Après la grève lancée par la FIOM le 28 janvier à la FIAT, à quand la convergence des luttes?
Pourtant, la FIOM indique la voie depuis plusieurs mois. Après être parvenu à mobiliser plus d'un million de métallurgistes, ainsi que des travailleurs d'autres secteurs, dans les rues de Rome le 16 octobre dernier et lancé un appel à la grève générale à cette occasion (cf Près d'1 million de métallurgistes dans les rues de Rome à l'appel de leur syndicat de classe pour leurs conditions de travail et pour préparer les conditions de la grève générale), la FIOM relance le mouvement en refusant le référendum bidon du 28 janvier , organisée par la direction pour orner d'un vernis démocratique l'acte le plus anti-démocratique qui soit, et appelant ce jour même à une grève de 8 heures à FIAT. En cette même journée, seront organisées des manifestations de solidarité dans toute l'Italie.
Des perspectives inédites de convergences des luttes existent actuellement en Italie. De la manifestation historique du 16 octobre à l'ébullition estudiantine de novembre-décembre (cf Les étudiants à l'avant-garde de la lutte contre la politique du gouvernement Berlusconi en Italie: absence de convergence des luttes et responsabilité des communistes), le rapport de forces existe potentiellement pour faire plier le patronat et le gouvernement.

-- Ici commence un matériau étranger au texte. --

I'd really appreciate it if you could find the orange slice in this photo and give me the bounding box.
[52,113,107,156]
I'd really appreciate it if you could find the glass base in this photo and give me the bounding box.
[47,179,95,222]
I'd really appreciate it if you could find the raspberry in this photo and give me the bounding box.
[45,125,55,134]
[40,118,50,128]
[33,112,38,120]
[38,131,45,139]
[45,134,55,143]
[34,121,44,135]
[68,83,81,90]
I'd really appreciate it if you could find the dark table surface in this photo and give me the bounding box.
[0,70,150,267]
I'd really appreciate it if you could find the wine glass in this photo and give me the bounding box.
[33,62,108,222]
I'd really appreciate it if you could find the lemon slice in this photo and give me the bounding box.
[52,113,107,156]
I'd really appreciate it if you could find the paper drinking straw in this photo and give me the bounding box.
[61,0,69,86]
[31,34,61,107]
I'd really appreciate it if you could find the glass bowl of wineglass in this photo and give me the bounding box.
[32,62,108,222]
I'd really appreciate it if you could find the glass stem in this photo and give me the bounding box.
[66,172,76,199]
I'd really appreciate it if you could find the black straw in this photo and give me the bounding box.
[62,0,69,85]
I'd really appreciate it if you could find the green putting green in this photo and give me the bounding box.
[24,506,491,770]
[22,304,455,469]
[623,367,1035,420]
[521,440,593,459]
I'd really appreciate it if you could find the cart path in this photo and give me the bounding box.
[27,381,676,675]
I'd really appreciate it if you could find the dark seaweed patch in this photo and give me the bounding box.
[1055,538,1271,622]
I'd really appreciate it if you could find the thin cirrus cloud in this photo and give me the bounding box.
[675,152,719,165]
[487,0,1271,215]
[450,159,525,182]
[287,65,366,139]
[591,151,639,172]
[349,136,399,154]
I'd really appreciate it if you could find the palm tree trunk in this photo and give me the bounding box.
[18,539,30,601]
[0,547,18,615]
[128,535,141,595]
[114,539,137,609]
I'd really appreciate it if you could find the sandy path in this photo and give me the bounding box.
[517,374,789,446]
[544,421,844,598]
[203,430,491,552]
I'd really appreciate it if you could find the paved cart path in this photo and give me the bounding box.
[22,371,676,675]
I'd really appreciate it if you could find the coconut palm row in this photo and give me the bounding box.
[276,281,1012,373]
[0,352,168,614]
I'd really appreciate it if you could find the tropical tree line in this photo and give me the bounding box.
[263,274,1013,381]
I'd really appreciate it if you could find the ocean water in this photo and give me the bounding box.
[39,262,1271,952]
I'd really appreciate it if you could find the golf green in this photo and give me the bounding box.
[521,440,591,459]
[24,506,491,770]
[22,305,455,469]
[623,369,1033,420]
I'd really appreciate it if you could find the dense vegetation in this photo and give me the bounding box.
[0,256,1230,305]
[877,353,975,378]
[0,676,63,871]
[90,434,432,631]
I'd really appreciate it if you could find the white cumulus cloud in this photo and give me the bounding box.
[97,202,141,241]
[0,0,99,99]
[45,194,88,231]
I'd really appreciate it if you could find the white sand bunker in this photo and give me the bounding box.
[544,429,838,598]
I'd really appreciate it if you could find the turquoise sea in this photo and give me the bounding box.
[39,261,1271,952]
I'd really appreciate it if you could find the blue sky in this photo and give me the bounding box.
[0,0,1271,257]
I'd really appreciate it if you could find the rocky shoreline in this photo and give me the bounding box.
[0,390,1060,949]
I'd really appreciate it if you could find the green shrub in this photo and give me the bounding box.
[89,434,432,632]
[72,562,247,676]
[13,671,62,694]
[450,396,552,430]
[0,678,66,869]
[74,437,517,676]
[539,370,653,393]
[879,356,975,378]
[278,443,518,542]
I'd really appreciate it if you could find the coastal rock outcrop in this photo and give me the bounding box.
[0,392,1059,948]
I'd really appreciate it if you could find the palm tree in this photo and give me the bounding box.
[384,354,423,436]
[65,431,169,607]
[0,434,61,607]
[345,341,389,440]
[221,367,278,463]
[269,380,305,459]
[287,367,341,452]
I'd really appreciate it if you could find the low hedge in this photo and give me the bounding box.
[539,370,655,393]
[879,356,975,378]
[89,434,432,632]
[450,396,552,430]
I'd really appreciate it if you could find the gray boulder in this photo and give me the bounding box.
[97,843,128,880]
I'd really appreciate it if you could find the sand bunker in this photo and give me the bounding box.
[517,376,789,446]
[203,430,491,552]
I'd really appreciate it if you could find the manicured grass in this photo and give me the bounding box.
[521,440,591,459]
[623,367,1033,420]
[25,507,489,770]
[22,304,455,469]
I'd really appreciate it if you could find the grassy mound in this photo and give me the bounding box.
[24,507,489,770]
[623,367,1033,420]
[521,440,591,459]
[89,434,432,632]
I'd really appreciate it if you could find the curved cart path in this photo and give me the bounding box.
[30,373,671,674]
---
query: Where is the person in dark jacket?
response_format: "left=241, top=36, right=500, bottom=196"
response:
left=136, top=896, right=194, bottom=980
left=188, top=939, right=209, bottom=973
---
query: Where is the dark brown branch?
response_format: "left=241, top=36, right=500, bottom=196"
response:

Or, la FIOM, syndicat de branche, ne peut remplir le rôle du parti de classe qu'elle n'est pas. Le « Parti FIOM » est identifié par certains médias comme un parti de classe par défaut, se substituant à celui qui devrait remplir ce rôle d'impulseur, d'animateur et de directeur des luttes, participant à leur convergence et leur donnant une perspective révolutionnaire: le Parti communiste.
En ce sens, l'analyse du dirigeant du Parti de la refondation communiste Fosco Giannini, membre du courant de L'Ernesto, dans Liberazionedu 31 décembre, est pertinente sur les défis qui attendent les communistes italiens dans les semaines à venir: « Il n'est plus l'heure de faire rire le patronat (…) de notre incapacité à répondre à la lutte de classe lancée par le capital. Il faut réagir, unir les communistes et la gauche de classe, construire le parti communiste dans le feu de la lutte, en arrêtant de l'éroder dans les guerres de courants, dans le refus de l'unité des forces communistes (…). Et y être, être présents dans la rue et les manifestations, tisser des liens avec la FIOM, le mouvement ouvrier et étudiant, être pour eux un repère politique et social, œuvrer en tant que communistes à l'unité des ouvriers et des étudiants dans la lutte ».